I hope, dear reader, that someday we will get there.

We will arrive to the Heavenly banquet jagged edges smoothed out and with softened hearts and open hands. That we will be oddly grateful for the moments of suffering and pain born from the malice, indifference, and weakness of others because it gave us the opportunity to have our hearts stretched, torn, and widened, creating space for Christ to dwell in more richly.

I’m not there yet. I still balk at the task of forgiving and fight the compelling urge to focus on injustice inflicted rather than on my own weakness. But I want to get there. I want to spend my eternity in communion with others at a banquet, rather than isolated in a desert, thirsting and pleading for a drop of water which will never come.

Through the Lord’s limitless mercy, may I see you at that glorious, heavenly communal banquet someday.
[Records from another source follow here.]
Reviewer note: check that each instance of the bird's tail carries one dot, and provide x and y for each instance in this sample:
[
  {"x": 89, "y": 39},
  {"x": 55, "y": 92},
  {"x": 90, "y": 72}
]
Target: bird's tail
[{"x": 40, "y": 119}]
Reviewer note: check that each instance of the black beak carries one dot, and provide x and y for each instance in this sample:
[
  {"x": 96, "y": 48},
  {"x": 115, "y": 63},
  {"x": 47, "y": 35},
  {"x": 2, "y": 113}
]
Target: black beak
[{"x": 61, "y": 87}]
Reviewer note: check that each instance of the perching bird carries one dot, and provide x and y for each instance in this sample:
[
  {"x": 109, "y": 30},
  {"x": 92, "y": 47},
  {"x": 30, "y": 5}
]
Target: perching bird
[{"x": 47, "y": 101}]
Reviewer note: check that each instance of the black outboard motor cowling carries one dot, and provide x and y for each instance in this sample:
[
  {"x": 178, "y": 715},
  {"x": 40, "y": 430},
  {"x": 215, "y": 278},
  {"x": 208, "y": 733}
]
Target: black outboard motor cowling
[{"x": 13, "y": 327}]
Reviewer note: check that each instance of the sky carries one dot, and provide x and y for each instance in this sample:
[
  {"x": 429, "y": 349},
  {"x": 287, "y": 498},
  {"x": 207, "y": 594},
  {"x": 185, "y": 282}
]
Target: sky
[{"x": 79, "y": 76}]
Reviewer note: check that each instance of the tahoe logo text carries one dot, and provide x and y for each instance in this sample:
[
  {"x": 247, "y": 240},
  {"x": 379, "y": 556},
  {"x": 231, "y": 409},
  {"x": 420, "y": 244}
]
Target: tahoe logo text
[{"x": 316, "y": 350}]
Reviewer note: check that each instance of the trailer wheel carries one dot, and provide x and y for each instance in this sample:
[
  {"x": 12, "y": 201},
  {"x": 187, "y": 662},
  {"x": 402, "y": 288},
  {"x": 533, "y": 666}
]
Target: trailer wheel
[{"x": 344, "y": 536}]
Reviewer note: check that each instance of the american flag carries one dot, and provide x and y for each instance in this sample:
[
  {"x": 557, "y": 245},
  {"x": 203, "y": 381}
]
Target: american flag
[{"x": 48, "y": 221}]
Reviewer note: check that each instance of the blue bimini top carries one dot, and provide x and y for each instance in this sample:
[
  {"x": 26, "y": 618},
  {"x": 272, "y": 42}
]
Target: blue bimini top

From resentment or excessive preoccupation with the past,
Deliver me, Jesus.
From the fear of being asked to give more than I have,
Deliver me, Jesus.

That You are with me in my suffering,
Jesus, I trust in You.
That my suffering, united to Your own, will bear fruit in this life and the next,
Jesus, I trust in You.
That You give me the grace to accept forgiveness and to forgive others,
Jesus, I trust in You.
That You give me all the strength I need for what is asked,
Jesus, I trust in You.

Litany of Trust excerpts

Photo by rashid khreiss on Unsplash

One thought on “Pleading for a Drop of Water

  1. Trish I always eagerly wait for your next blog. This one really hit me where I struggle and one that I have a long ways to go and work on every day. Thank You and I pray I get there before I don’t have anytime left on this earth.